Retour sur les JTC – «La toge des insensés» (Côte d’Ivoire) : Dans l’élan vivant du théâtre populaire ivoirien
Elles dénoncent la doxa, ses injonctions et ses injustices, et transforment leur confession en manifeste. Un manifeste où s’affirme clairement le refus de se plier aux diktats des sociétés patriarcales et où se dresse la revendication d’une liberté intime, sociale et sexuelle trop longtemps différée.
La Presse — Rym (Annick C. Keipo), Olivera (Evelyne Ily) et Tina (Eve Guehi) sont trois amies que la vie a dispersées après le lycée. Vingt-deux ans plus tard, elles se retrouvent dans une alcôve, décidées à faire le point sur leurs parcours sociaux, sentimentaux et intimes. Mais la peur de se livrer engendre des faux-semblants, qui finissent par céder sous le poids d’aveux déstabilisants : aucune d’elles n’est véritablement épanouie dans son mariage, ni dans sa vie sexuelle.
Dans un échange résolument féminin, parfois ouvertement féministe, elles tentent de revendiquer leur droit à la liberté sexuelle, tout en rejetant, non sans lucidité, la responsabilité de leurs frustrations sur la société et sur le système patriarcal qui façonne leurs existences.
Avec une mise en scène rythmée et vive, Vagba Obou Desales, invité par la 26ème édition des Journées théâtrales de Carthage (du 22 au 29 novembre 2025), a entraîné le public dans les retrouvailles explosives des trois femmes au cœur de «La Toge des insensés», œuvre retenue en compétition officielle.

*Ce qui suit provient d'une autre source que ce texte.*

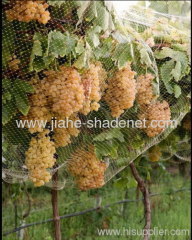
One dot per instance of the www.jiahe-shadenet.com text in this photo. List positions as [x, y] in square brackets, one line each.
[96, 123]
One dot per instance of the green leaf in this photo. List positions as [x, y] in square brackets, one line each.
[18, 136]
[105, 50]
[79, 49]
[56, 44]
[122, 54]
[36, 50]
[7, 96]
[145, 58]
[60, 44]
[56, 3]
[104, 18]
[93, 36]
[22, 102]
[6, 83]
[166, 70]
[23, 86]
[82, 10]
[177, 90]
[110, 134]
[8, 111]
[121, 183]
[106, 148]
[84, 58]
[176, 72]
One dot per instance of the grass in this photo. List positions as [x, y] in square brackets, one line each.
[168, 212]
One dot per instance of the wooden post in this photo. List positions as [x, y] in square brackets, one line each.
[147, 206]
[56, 217]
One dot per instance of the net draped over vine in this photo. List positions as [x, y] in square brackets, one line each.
[80, 60]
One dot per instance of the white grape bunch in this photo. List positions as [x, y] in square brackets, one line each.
[93, 80]
[145, 89]
[121, 91]
[87, 169]
[40, 157]
[157, 116]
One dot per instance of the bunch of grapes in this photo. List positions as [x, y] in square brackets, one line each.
[145, 89]
[39, 157]
[121, 91]
[154, 154]
[39, 108]
[156, 116]
[26, 11]
[14, 63]
[62, 136]
[64, 90]
[94, 85]
[87, 169]
[187, 122]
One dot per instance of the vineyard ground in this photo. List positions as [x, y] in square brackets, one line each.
[168, 212]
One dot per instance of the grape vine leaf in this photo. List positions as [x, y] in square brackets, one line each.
[122, 54]
[145, 58]
[20, 90]
[56, 3]
[177, 90]
[8, 111]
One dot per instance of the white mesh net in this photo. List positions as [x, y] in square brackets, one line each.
[79, 60]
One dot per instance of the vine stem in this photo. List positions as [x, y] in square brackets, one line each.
[146, 200]
[56, 217]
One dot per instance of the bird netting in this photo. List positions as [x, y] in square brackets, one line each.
[77, 77]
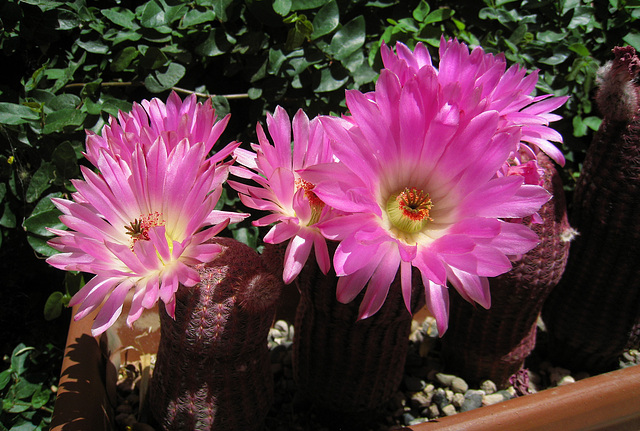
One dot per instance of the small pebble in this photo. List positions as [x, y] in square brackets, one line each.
[440, 398]
[472, 400]
[407, 418]
[124, 408]
[556, 374]
[414, 384]
[433, 411]
[445, 379]
[458, 385]
[491, 399]
[420, 400]
[449, 410]
[566, 380]
[488, 387]
[418, 421]
[458, 400]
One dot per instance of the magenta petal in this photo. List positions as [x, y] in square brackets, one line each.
[111, 308]
[349, 286]
[431, 267]
[405, 282]
[281, 232]
[437, 301]
[136, 308]
[352, 255]
[296, 256]
[322, 253]
[471, 286]
[379, 284]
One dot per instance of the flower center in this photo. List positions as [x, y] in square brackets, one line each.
[138, 229]
[408, 210]
[314, 201]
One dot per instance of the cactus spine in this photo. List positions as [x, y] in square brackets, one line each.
[592, 312]
[493, 344]
[213, 369]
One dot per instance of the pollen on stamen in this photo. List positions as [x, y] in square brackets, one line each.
[409, 210]
[415, 204]
[138, 229]
[308, 187]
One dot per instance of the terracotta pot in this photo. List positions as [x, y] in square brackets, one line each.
[86, 394]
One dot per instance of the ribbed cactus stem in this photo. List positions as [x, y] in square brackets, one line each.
[341, 364]
[213, 370]
[592, 312]
[493, 344]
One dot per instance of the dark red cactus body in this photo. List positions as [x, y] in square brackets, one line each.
[592, 312]
[341, 364]
[213, 370]
[493, 344]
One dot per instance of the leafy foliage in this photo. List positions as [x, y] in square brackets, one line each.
[26, 389]
[71, 65]
[74, 64]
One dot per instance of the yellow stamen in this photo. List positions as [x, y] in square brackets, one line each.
[409, 209]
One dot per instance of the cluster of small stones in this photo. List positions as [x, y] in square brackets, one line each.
[426, 393]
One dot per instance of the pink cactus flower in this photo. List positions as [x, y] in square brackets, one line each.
[295, 209]
[418, 180]
[480, 82]
[142, 222]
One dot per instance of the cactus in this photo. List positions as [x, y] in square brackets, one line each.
[591, 314]
[213, 369]
[493, 344]
[343, 365]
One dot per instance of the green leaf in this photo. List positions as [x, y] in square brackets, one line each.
[348, 39]
[44, 215]
[11, 113]
[152, 15]
[282, 7]
[159, 81]
[122, 17]
[93, 46]
[254, 93]
[633, 39]
[5, 378]
[40, 398]
[16, 406]
[557, 58]
[439, 15]
[215, 44]
[328, 82]
[65, 160]
[222, 8]
[18, 358]
[8, 218]
[53, 306]
[67, 20]
[307, 4]
[25, 389]
[580, 49]
[63, 101]
[123, 59]
[195, 17]
[39, 182]
[421, 12]
[153, 58]
[326, 20]
[579, 128]
[58, 120]
[40, 246]
[592, 122]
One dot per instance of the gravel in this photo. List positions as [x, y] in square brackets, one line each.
[426, 393]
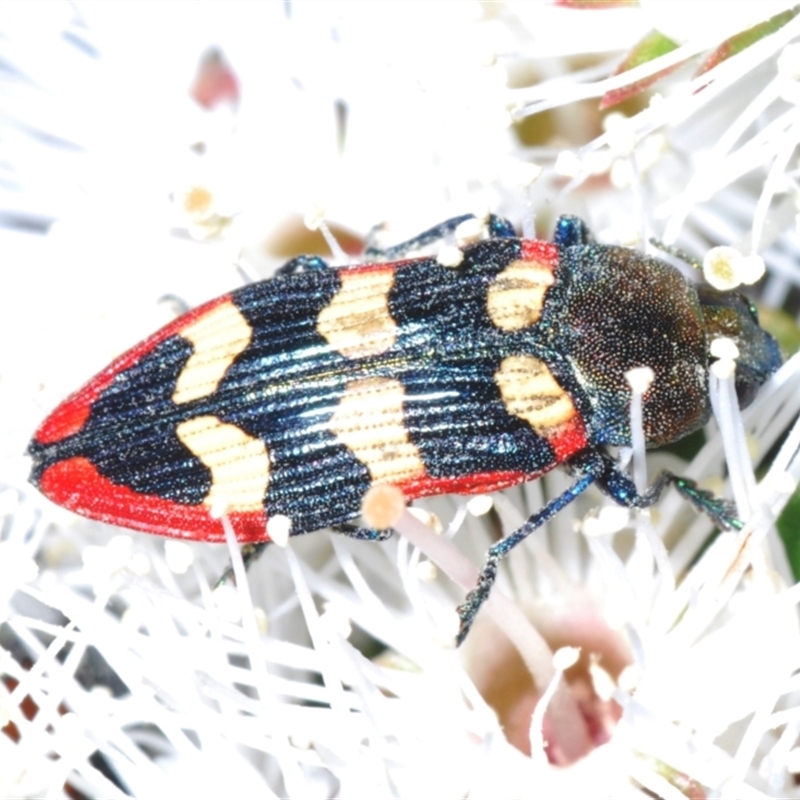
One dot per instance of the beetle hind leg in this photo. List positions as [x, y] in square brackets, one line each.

Porté par trois comédiennes ivoiriennes engagées: Eve Guehi, également autrice du texte, Evelyne Ily et Annick Christelle, ce travail redonne à voir un théâtre populaire ivoirien vibrant, presque nostalgique, renouant avec l’énergie de la Belle Epoque des années 1980. Il s’agit d’ailleurs de la première œuvre écrite par Eve Guehi, qui revendique haut et fort la volonté de réconcilier le public avec la scène.
Le propos oscille avec précision entre gravité et légèreté, humour et densité, pour aborder l’émancipation sexuelle féminine tout en renvoyant au spectateur le reflet parfois brutal de nos comportements.
Rym, épouse d’un guide religieux ; Olivera, cadre BCBG ; et Tina, maîtresse d’un ministre : trois femmes que tout semble opposer, mais qui, réunies, se délestent peu à peu des convenances et laissent affleurer des vérités crues et des désirs trop longtemps refoulés.
Ainsi se construit cette satire sans concession, qui épingle nos hypocrisies sociales. A la fois légère, incisive et plutôt drôle, la pièce assume un ton direct pour évoquer les pulsions cachées, les frustrations intimes et les contradictions de ces femmes.
D’autres thèmes profondément ancrés dans nos sociétés africaines comme le poids du regard social, la pression du mariage, les commérages et la peur du jugement, viennent nourrir le « réquisitoire » des trois protagonistes.
Car, au milieu de la pièce, les confidentes lubriques endossent les rôles du juge ou du magistrat. Le ton bascule et la comédie débridée se mue en plaidoyer grave et lucide. Elles dénoncent la doxa, ses injonctions et ses injustices, et transforment leur confession en manifeste. Un manifeste où s’affirme clairement le refus de se plier aux diktats des sociétés patriarcales et où se dresse la revendication d’une liberté intime, sociale et sexuelle trop longtemps différée.
Un propos qui a trouvé un véritable écho auprès du public présent au Ciné-Théâtre Le Rio, lequel a longuement applaudi la pièce.